Reseña

Cada noche, antes de acostarse, una niña de cuatro años pregunta a su padre entre sollozos: “¿Por qué estamos aquí?” Suena razonable: como su hermana mayor y su madre, la niña ha sido extirpada de su paraíso caribeño e implantada en el corazón del invierno berlinés.
Los Chaves están en Berlín porque el padre escritor ganó una de las becas más codiciadas del mercado internacional de residencias de artistas: un año de estadía, con un estipendio generoso y la única obligación de aprender el remiso sistema de declinaciones de la lengua alemana. Si Chaves tuviera que contestar la pregunta de su hija, la respuesta honesta sería: estamos acá por amor al arte. Esa extraña precariedad elegida es la materia central de este libro.
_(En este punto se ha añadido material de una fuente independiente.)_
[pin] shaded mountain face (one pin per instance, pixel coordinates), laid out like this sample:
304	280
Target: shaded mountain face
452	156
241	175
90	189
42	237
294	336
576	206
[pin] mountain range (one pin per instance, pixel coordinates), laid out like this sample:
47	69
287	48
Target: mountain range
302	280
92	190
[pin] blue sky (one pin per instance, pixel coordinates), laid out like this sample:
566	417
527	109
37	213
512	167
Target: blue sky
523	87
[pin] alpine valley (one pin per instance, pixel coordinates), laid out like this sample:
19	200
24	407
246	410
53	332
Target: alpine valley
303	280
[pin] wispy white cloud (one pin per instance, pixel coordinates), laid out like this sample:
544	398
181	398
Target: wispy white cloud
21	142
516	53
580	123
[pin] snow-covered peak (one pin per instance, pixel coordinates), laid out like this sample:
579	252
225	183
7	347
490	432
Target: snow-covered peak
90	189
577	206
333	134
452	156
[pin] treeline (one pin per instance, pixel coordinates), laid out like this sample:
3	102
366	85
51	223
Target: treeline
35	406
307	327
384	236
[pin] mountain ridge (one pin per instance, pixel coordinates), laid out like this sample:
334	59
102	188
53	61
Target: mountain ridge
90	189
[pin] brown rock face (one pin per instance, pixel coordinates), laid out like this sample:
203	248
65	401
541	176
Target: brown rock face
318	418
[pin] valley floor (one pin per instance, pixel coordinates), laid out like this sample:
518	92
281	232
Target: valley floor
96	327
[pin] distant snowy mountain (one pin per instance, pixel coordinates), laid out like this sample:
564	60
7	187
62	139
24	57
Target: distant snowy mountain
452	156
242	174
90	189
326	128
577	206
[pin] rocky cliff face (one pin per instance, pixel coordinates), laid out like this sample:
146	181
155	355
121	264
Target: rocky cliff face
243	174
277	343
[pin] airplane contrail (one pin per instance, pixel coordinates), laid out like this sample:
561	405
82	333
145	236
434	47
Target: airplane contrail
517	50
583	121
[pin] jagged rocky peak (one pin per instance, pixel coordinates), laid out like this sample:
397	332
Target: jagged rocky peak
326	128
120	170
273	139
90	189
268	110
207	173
En boca de Chaves, la primera persona suena menos como un alarde épico que como la voz natural de una sensibilidad muy precisa, fiel a las minucias significativas, los rastros menores, los detalles.
Vamos a tocar el agua -bella frase que el poeta pone en boca de una de sus niñas, pero bien podría condensar la transparencia, la economía emocional de su prosa- es un libro autobiográfico, ensimismado en una experiencia de ficción que es el registro verdadero de una “realidad irreal”. Sólo que esta realidad sabática tropieza fatalmente con su doble desnudo: el desarraigo, la fragilidad, la indefensión real de las migraciones forzadas. Ese “fondo” está allí, pero es como si el libro no supiera qué hacer con él y sólo atinara a “traducirlo” a su equivalente arty: la forma de vida del escritor en residencia, con sus apremios calibrados, su desamparo sin consecuencias, su intemperie a plazos.